Preparation of thymalfasin deprotected peptides:

and (2) dissolving the second fragment and the first fragment of the thymalfasin in 200ml of DCM respectively, after the second fragment and the first fragment of the succinimide ester are dissolved completely, slowly adding the first fragment of the succinimide ester solution into the second fragment solution under the ice bath condition, reacting for 4 hours, and after the reaction is finished, spin-drying the reaction solution to obtain 118.8g of thymalfasin full-protection peptide.

Example 5

Cracking and purifying:

preparing 500ml of lysate according to lysate TFA/m-cresol 95/5, stirring uniformly, slowly adding thymalfasin full-protection peptide, dissolving, reacting at 30 ℃ for 3 hours, adding the reaction solution into 3600ml of isopropyl ether for settling, centrifuging and drying to obtain a thymalfasin crude product, purifying by using a C18 preparation column, using a mobile phase 0.3% acetic acid aqueous solution, enabling the flow rate to be 60-100 ml/min, detecting the wavelength to be 220nm, tracking the collected solution by using HPLC, and freeze-drying by using a conventional method to obtain the thymalfasin refined peptide, wherein the mass is 36.3g, the purity is 99.61%, and the total yield is 39.0%.

The synthetic route of the invention is shown in figure 1, and the HPLC (high performance liquid chromatography) map of the invention is shown in figure 2, wherein the purity is 99.61%, the maximum single impurity is 0.13%, and the total impurity is 0.39%.

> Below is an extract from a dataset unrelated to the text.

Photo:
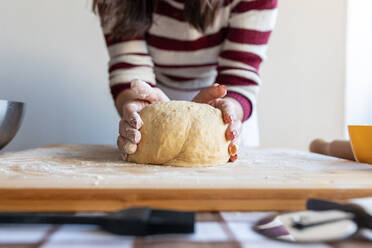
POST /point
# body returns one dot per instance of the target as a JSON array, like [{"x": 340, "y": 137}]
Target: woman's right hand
[{"x": 129, "y": 103}]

Finally, it should be noted that the above embodiments are only used for illustrating the technical solutions of the present invention and not for limiting the protection scope of the present invention, and although the present invention is described in detail with reference to the preferred embodiments, it should be understood by those skilled in the art that modifications or equivalent substitutions can be made on the technical solutions of the present invention without departing from the spirit and scope of the technical solutions of the present invention.